Wallerstein tidak sepakat dengan pendekatan
Dependensi yang melihat bahwa dalam ketergantungan yang terjadi, hanya ada
dua jenis negara yaitu negara pusat dan negara pinggiran. Dalam kata lain ada
negara metro dan ada juga negara
satelit. Ketidaksepakatan ini berangkat dari
anggapan bahwa
dunia, negara dan pembangunan
yang sedang dan akan terjadi ini tidak begitu kompleks. Tidak
sesederhana seperti yang dijelaskan oleh teori Dependensi dengan penggolongan
tersebut. Untuk itulah kemudian ia mengusulkan
adanya tiga klasifikasi negara yang kini sedang muncul di dunia.

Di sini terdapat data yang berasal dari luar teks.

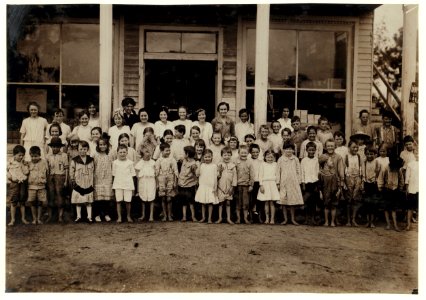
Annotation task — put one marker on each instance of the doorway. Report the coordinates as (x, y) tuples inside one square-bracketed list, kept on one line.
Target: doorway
[(175, 83)]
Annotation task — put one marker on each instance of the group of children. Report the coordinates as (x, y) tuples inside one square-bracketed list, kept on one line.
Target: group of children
[(219, 165)]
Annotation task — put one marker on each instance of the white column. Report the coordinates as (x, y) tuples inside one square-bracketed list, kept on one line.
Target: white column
[(105, 64), (261, 67), (409, 65)]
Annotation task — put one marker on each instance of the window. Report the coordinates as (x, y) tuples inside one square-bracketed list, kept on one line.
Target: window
[(307, 73)]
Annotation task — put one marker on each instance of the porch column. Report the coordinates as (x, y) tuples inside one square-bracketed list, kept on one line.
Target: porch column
[(105, 64), (409, 65), (261, 67)]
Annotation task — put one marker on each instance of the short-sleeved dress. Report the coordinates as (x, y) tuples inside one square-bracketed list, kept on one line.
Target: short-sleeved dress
[(289, 178), (103, 176), (207, 184), (146, 180)]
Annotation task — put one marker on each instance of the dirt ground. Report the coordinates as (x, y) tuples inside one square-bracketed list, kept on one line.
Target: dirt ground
[(193, 257)]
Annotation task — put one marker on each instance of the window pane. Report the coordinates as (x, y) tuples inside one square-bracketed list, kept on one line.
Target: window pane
[(198, 43), (320, 68), (328, 104), (80, 55), (36, 56)]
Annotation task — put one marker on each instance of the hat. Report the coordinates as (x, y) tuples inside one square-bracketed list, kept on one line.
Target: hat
[(56, 142), (360, 135)]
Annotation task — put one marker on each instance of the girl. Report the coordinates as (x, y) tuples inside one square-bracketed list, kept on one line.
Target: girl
[(123, 181), (33, 130), (183, 115), (162, 124), (207, 190), (216, 147), (289, 179), (243, 127), (145, 169), (139, 127), (339, 139), (167, 173), (83, 129), (268, 190), (93, 115), (115, 131), (124, 139), (227, 181), (354, 170), (103, 178), (222, 123), (81, 177), (205, 127), (264, 142)]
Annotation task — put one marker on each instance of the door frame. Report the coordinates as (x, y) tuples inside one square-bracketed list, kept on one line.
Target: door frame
[(180, 56)]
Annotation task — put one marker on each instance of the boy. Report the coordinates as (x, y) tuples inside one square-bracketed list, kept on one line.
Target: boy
[(17, 171), (37, 179), (245, 181)]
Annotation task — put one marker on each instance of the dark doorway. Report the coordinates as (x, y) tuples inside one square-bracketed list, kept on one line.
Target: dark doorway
[(174, 83)]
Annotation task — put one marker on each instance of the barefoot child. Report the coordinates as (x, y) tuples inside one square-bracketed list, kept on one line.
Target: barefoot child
[(17, 174), (268, 190), (167, 173), (207, 189), (227, 181), (124, 181), (145, 169)]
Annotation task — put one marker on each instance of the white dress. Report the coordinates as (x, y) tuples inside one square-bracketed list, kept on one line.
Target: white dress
[(268, 179), (207, 184), (146, 180)]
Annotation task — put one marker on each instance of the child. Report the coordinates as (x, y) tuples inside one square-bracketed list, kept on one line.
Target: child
[(167, 173), (275, 137), (289, 179), (83, 129), (216, 146), (81, 177), (371, 193), (390, 182), (312, 137), (227, 181), (323, 132), (37, 179), (17, 174), (299, 135), (354, 170), (330, 190), (33, 130), (310, 170), (123, 181), (103, 179), (57, 163), (117, 130), (187, 182), (245, 181), (268, 190), (339, 139), (145, 170), (412, 188), (207, 190), (264, 142), (244, 127)]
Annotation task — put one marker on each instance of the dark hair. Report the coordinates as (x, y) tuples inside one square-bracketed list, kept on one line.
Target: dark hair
[(190, 151), (180, 129), (339, 133), (18, 149), (35, 150), (55, 125)]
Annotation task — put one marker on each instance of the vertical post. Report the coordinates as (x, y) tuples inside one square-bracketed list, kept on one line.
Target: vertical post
[(261, 66), (105, 64), (409, 65)]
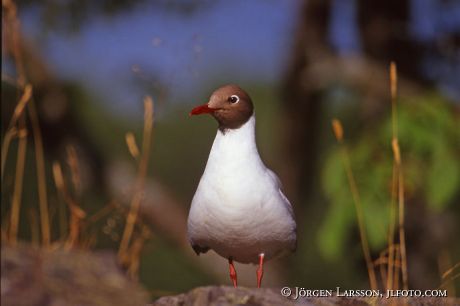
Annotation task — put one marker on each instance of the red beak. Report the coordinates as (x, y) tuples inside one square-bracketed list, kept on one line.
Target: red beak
[(202, 109)]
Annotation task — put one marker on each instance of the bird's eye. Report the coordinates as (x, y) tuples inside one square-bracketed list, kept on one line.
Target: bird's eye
[(234, 99)]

Lebih lanjut, tiap negara dilihat
dalam bingkai sistem dunia secara utuh dan tidak
dapat berdiri sendiri. Tiap negara dalam
kasta tersebut naik
status menuju negara dengan tingkat
kemakmuran lebih baik. Menurut Immanuel Wallerstein, ada tiga strategi bagi sebuah negara untuk dapat menaikkan kastanya dalam
konsep world empire, yaitu:
1) Berani merebut kesempatan untuk berspekulasi melakukan industrialisasi substitusi barang impor oleh
negara pinggiran. Ketika hal ini berani
dilakukan oleh negara pinggiran, maka
ia akan dapat menyiapkan ancang-
ancang untuk tidak tergantung oleh negara pusat dalam hal pasokan barang-barang baku industri di dalam negerinya sendiri;
2) Menarik investasi
perusahaan luar negeri untuk mendirikan perusahaan multinasional dan
menggandeng pengusaha lokal. Dalam hal ini, peran
negara menjadi sangat vital karena institusi yang bernama negara yang mampu melakukan koordinasi dan memberikan
perlindungan terhadap usaha kecil domestik yang pada umumnya memiliki modal, tenaga ahli
dan wilayah pemasaran produksi terbatas. Jenis industri domestik dalam skala internasional jelas memerlukan dana yang tidak sedikit karena ia akan
bersaing dengan produk unggulan negara-negara maju
yang sudah memiliki pangsa pasar
jelas dengan kualitas yang telah teruji. Yang dapat mengawal hal ini adalah negara yang menjadi institusi politik tertinggi dalam sebuah kawasan;
3) Negara menjalankan kebijakan internal untuk
memandirikan perekonomian negaranya sendiri dan terbebas
dari dominasi negara pusat. Salah
satu kebijakan internal tersebut dapat berupa politik dumping atau proteksi atas produk-produk industri dalam negeri yang membanjiri pasar dalam negeri. Proteksi ini juga menuntut perlindungan dari sisi kebijakan ekonomi yang merupakan
otoritasa pemerintah negara pinggiran
dan pasokan modal yang juga
harus
diperbantukan untuk
mampu
meningkatkan industri
tersebut menjadi usaha yang
lebih besar dan mampu bersaing
dengan industri luar negeri lainnya.
Selain itu, pemerintahan negara
pinggiran juga harus mulai menyiapkan
tenaga ahli dalam negeri untuk pada saatnya nanti mereka dapat mengembangkan
teknologi industri domestik. Dengan
peningkatan penguasaan teknologi industri domestik, maka produk industri dalam negeri akan dapat bersaing
ditengah pasar global yang sedang berjalan. Dengan survive-nya industri domestik, maka
pendapatan nasional sebuah negara akan berpotensi mengalami surplus
pertumbuhan ekonomi.
Surplus pertumbuhan ekonomi dapat
membawa kesejahteraan dan kemakmuran yang diharapkan oleh tiap proses pembangunan.